Like any cookbook, it’s best to flip through the examples and see how they connect with the work you are trying to accomplish. If you are already familiar with React Native or feel at home with Node, NPM, and Yarn, I suggest skipping Chapter 2. If you have already written native applications, then Chapter 1 is probably worth flipping through.

 

Online Resources

React Native relies on a suite of tools that can be loosely grouped into three categories:
JavaScript tools, Apple SDKs, and Android SDKs. React Native bundles all your code into a JavaScript bundle that then runs on the native platform (for example, Android or iOS). Ensure these native platforms are installed correctly by following the React Native Getting Started guide.
If you have no experience with React, the React Overview should help you stay oriented. I recommend looking through some of these references before starting this book. This list touches on a collection of technologies that underpin much of the React Native developer experience, including JavaScript/ES6, NPM, React, React Native, and Redux:
• The definitive guide: React Native: Getting Started
• A quick primer on the transpiler powering our JavaScript pipeline: Learn ES2015
• A great introduction to the Node Package Manager (NPM): What is npm?
• An excellent and concise explanation of React: React Overview
• A community directory of all things React Native: Awesome React Native
• Free video tutorials discussing state management by the creator of Redux: Getting Started with Redux
• A curated directory of React Native packages: Opinionated catalog of Open Source React Native packages
• A listing of React Native packages available via NPM: An open catalog of React Native libraries

 

The React Native Toolchain

React Native lives in an ecosystem with dozens of little software tools. You have transpilers (Babel, Metro, Webpack), package managers (NPM, Yarn), linters, unit test frameworks, and more. This chapter will cover the language basics and the minimum set of open source tools you will be working with in your React Native project. You’re probably writing your React Native application with JavaScript or some kind of transpiled source that compiles down to JavaScript, like TypeScript or ES6+. I hope this chapter will help acquaint you with JavaScript’s breakneck speed.

 

Expo

Recently the React Native team has partnered with Expo to deliver React Native applications in development without running a local development environment.

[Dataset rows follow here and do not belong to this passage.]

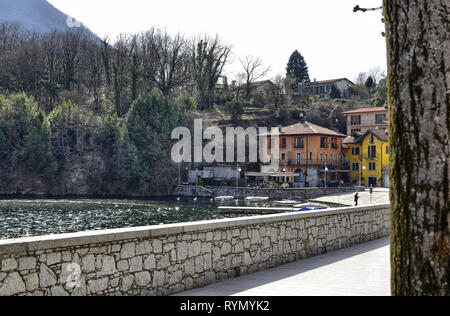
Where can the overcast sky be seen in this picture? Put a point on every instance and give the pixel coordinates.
(334, 41)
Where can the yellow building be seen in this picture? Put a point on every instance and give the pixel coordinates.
(368, 155)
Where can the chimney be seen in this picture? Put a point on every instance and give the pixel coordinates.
(302, 117)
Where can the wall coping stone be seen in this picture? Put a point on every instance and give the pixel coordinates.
(29, 244)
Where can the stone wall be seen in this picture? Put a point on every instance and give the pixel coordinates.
(306, 193)
(167, 259)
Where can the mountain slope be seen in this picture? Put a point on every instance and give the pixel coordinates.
(35, 15)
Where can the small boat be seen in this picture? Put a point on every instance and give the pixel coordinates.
(285, 203)
(256, 199)
(223, 198)
(308, 207)
(290, 201)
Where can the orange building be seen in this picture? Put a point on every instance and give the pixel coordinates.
(361, 120)
(311, 151)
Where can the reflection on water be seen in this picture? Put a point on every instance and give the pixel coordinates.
(23, 218)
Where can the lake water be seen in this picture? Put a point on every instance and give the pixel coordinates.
(24, 218)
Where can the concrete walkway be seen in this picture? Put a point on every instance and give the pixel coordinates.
(362, 270)
(379, 196)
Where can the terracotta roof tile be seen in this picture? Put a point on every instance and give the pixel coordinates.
(366, 110)
(308, 129)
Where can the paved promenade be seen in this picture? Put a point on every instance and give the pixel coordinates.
(379, 196)
(362, 270)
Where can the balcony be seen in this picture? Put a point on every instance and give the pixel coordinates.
(368, 123)
(339, 164)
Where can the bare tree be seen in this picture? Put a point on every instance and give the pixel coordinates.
(278, 91)
(208, 56)
(253, 70)
(418, 84)
(169, 60)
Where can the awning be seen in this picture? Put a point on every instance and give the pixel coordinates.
(334, 171)
(271, 174)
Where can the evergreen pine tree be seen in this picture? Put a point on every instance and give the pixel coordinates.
(297, 68)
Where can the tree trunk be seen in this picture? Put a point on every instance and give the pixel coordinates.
(419, 92)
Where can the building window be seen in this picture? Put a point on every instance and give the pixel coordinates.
(299, 142)
(380, 118)
(356, 120)
(372, 150)
(334, 143)
(299, 158)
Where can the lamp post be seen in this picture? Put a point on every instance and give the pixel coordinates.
(238, 171)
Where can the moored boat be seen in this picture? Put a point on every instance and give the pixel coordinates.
(223, 198)
(256, 199)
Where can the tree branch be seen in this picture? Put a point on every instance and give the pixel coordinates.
(358, 8)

This is a great way to explore React Native and get a taste, but you will likely want to work with the hardware at some point, at which point a local development environment will be critical to your productivity.

 

1.1 Setting Up Your Development Environment

If you’re working with any of these tools in other web projects, you might find yourself having to troubleshoot your environment. Like a carpenter arriving on a job site, you need to know how all the tools work and if they need to be fixed.
React Native is a package that includes three programming environments: Node.js, iOS, and Android. NPM, the Node Package Manager, needs to be in good working order.